6. Shri Patel then submitted that the Disciplinary Authority committed grave error in dismissing the Appellant delinquent from service while concurring with the Report of the Inquiry Officer. He submitted that the Disciplinary Authority has clearly stated in his order dated 25.5.1987 (Annexure : E) that Inquiry Officer has held in his Report that charges levelled against the petitioner proved, whereas in fact as stated earlier the Inquiry Officer himself has found, at least, three allegations not proved against the delinquent. Thus, there was non-application of mind on the part of the Disciplinary Authority while passing the dismissal order, therefore, it may be quashed and set aside. At first look this argument of Shri Patel found to be attractive, but, on closure scrutiny, the order of dismissal (Annexure ; E) passed by the Disciplinary Authority, it is found to be without any substance. The Disciplinary Authority has clearly stated that all the serious charges levelled against the delinquent appellant were found to be proved. We have to read the order of the Disciplinary Authority as a whole, we cannot pick up one or two sentences from the order. It is clear from Para : 4 of the order passed by the Disciplinary Authority (Annexure:E) that after considering the nature of the charges, allegations and the Inquiry Report, the Disciplinary Authority agreeing with the Report of the Inquiry Officer thought it fit to exercise his powers vested in him under Sub Regulation : 5(3) read with Regulation 4 & 7 of the Bank of Baroda Officer Employees' (Discipline & Appeal) Regulations, 1976, to dismiss the appellant delinquent from service. Having carefully gone through the Report of the Inquiry Officer it is clear that most of the serious charges levelled against the appellant delinquent were found to be proved by the Inquiry Officer.

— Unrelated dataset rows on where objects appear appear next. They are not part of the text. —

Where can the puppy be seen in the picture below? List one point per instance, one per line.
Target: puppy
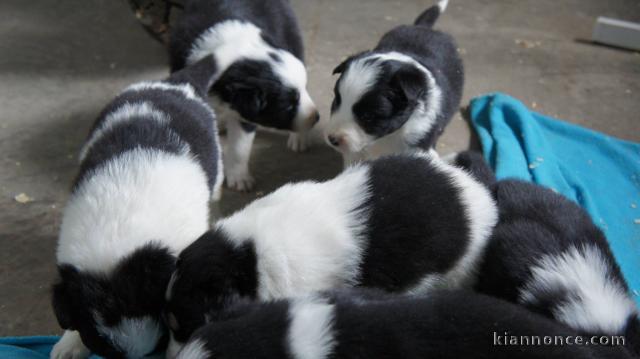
(148, 169)
(446, 324)
(259, 51)
(398, 96)
(404, 224)
(548, 255)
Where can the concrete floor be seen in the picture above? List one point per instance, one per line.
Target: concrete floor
(60, 63)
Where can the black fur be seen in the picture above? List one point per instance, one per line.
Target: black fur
(134, 289)
(210, 275)
(416, 226)
(400, 86)
(275, 18)
(444, 325)
(137, 286)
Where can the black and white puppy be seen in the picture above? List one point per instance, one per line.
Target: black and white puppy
(398, 96)
(548, 255)
(404, 224)
(259, 51)
(148, 169)
(445, 324)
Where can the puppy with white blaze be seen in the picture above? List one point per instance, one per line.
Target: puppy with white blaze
(399, 96)
(548, 255)
(404, 224)
(259, 51)
(445, 324)
(148, 169)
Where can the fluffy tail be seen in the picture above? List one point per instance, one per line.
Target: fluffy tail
(200, 75)
(428, 17)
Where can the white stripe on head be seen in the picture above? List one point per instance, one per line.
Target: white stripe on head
(195, 349)
(310, 333)
(234, 40)
(120, 115)
(596, 302)
(307, 236)
(139, 196)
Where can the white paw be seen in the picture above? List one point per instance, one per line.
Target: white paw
(298, 142)
(69, 347)
(240, 181)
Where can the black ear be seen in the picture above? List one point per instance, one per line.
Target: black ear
(62, 296)
(247, 99)
(143, 276)
(409, 82)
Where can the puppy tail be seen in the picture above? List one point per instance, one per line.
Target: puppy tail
(200, 75)
(429, 17)
(475, 164)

7. Shri Patel then submitted that the Appellate Authority committed grave error in not considering his additional memo of Appeal under the guise that there is no provision of review when his Appeal was already dismissed prior to receipt of the additional memo of Appeal. Thus, the impugned order is in violation of principles of natural justice. He has also gone to the extent of submitting that the order of dismissing the Appeal was back dated. He submitted that when the appellant delinquent was able to make out a strong case in his favour in Appeal by way of additional memo, therefore, his memo of Appeal could not have been returned on the ground that there is no provision of submitting such additional Memo of Appeal and that once the order is passed by the Appellate Authority then it cannot be reviewed. There is no substance in this submission that the Appellate Authority had passed the back dated order. The Appellate Authority had passed the order on 7.8.1987 before the additional memo of Appeal or Rejoinder dated 16.8.1987 was received and in absence of any solid proof we are not prepared to believe that the Appellate Authority Page 308 had passed the back dated order. Once the order is passed then, in absence of provision of review, it was not open to the Authority to reconsider and review his own decision.
8. In any case from the impugned order passed by the Appellate Authority in Appeal we are fully satisfied that no error was committed by the Appellate Authority while dismissing the appeal.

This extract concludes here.